Welcome to the official web page of the Social ComQuant Project!

(Workshop #10) Automatic Data Collection

 

CLOSED

Automatic Data Collection

 

Workshop Details

Date: 2-4 March 2021 (3-day workshop)

Time: 10 am (in Central European Time, CET)

Venue: Online via Zoom

Workshop Language: English

Instructors:  Dr. Jakob Jünger and Chantal Gärtner

Schedule

Day 1: Wednesday, 02.03.2022 (CET)
10:00 – 11:30 Introduction to automated data collection.

Techniques (webscraping, APIs, databases), data formats (HTML, CSV, JSON) and endpoints (assembling URLs, access restrictions)

11:30 – 11:45 Break
11:45 – 13:00 Practical Session: Reading API references and using APIs with Facepager.
13:00 – 14:00 Lunch Break
14:00 – 15:15 Practical session: Using APIs and data wrangling with Python.
Day 2: Thursday, 03.03.2022 (CET)
10:00 – 11:30 Introduction to webscraping. Techniques (HTML extraction, browser automation), extraction methods (CSS selectors, regular expressions) and access restrictions.
11:30 – 11:45 Break
11:45 – 13:00 Practical session: Webscraping and data extraction with Python
13:00 – 14:00 Lunch Break
14:00 – 15:15 Practical session: Webscraping and data wrangling with Python
Day 3: Friday, 04.03.2022 (CET)
9:00 – 10:30 Advanced techniques: Automated pipelines, error handling, boilerplate removal
10:30 – 11:00 Break
11:00 – 12:30 Advanced techniques: Browser automation with Selenium
12:30 – 13:30 Lunch break
13:30 – 14:30 Recap and open questions

Course description

The workshop gives an overview of automatic data collection via webscraping and application programming interfaces. We introduce basic skills using research software and Python and work on practical examples.

Target group

Participants should be interested in automatic data collection in the field of social sciences.

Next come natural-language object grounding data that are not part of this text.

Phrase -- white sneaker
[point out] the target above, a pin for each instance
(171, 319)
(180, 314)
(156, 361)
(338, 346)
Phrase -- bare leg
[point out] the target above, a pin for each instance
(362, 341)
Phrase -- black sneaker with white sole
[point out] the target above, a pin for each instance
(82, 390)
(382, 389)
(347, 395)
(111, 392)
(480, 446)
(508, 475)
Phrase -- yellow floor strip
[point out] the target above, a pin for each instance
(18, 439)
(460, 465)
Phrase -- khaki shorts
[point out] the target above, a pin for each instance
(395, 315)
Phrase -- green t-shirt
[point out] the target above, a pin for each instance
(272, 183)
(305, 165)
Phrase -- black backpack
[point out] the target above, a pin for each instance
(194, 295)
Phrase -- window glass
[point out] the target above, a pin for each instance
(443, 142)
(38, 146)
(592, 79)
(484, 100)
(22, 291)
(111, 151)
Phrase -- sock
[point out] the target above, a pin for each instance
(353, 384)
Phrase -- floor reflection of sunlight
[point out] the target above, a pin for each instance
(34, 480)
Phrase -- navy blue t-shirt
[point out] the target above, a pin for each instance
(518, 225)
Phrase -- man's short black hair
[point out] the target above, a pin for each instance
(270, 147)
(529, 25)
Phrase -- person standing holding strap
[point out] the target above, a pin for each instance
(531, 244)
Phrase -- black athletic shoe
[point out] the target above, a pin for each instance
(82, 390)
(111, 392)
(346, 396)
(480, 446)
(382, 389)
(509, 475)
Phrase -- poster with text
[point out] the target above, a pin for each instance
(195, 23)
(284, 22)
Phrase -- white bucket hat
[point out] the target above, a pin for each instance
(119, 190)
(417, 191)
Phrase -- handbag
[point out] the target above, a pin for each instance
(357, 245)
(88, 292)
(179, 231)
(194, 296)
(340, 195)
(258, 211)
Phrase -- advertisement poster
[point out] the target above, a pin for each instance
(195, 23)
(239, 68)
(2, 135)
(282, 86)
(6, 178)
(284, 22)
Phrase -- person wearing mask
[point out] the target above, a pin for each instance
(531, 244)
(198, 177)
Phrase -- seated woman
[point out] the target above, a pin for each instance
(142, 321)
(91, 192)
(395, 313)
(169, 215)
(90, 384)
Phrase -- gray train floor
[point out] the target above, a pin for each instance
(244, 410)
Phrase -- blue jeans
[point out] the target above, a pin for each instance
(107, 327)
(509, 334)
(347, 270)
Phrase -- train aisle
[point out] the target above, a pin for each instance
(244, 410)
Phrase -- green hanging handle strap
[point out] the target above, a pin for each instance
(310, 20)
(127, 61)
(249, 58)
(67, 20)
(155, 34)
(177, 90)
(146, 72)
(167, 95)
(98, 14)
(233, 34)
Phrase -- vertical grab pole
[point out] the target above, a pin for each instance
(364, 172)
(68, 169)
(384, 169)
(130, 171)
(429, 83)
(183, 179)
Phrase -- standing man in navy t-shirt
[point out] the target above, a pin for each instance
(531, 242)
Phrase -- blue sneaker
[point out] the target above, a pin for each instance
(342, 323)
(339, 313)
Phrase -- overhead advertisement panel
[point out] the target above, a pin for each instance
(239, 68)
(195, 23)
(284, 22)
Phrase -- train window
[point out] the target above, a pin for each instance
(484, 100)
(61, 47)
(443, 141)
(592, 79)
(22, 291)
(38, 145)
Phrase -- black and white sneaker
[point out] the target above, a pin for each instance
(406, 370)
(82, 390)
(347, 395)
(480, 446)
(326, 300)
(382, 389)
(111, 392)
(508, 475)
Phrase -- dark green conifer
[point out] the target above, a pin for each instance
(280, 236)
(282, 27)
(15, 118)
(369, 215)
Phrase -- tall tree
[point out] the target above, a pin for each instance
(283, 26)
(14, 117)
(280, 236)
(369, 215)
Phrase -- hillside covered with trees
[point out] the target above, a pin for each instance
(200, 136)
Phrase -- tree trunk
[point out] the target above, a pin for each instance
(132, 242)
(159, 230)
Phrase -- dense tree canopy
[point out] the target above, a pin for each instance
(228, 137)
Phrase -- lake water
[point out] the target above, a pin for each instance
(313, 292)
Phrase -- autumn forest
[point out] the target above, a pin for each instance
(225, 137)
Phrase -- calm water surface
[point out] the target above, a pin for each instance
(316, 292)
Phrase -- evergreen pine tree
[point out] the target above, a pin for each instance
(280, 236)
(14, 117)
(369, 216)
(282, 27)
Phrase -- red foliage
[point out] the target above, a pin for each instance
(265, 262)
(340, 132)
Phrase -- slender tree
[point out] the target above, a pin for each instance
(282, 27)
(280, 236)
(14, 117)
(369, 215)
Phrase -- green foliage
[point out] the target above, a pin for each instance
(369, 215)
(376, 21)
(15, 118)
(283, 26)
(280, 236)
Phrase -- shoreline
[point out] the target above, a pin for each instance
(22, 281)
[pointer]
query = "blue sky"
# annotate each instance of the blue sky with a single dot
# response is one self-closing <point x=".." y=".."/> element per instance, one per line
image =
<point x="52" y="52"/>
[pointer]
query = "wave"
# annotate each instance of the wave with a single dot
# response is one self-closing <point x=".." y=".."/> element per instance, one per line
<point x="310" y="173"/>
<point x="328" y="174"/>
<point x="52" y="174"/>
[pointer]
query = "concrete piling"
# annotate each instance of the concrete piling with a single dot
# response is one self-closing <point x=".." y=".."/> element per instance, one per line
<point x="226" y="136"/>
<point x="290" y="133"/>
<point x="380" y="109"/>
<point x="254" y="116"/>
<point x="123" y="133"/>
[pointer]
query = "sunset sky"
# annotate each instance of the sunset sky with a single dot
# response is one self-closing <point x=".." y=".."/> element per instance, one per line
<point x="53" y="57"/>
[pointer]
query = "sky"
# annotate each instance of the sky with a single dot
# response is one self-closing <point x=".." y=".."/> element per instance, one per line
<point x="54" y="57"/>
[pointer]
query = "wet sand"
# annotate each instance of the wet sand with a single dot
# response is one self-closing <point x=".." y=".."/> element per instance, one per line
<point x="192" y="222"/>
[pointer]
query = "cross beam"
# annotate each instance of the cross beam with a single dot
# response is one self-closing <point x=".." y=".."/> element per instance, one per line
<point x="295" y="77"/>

Master students, graduates (not doctoral candidates), interested non-scientists, doctoral candidates, postdoctoral researchers, experienced researchers, and undergraduate students are welcome to apply.

Learning objectives

The participants will have an overview of different methods of automatic data collection and data preparation. They will be able to do webscraping using the practical blueprints that will be provided in the workshop.

Requirements

The participants should have a basic understanding of Python and install a programming environment in advance (e.g Jupyterlab using Anaconda). We will provide information about the necessary software before the workshop.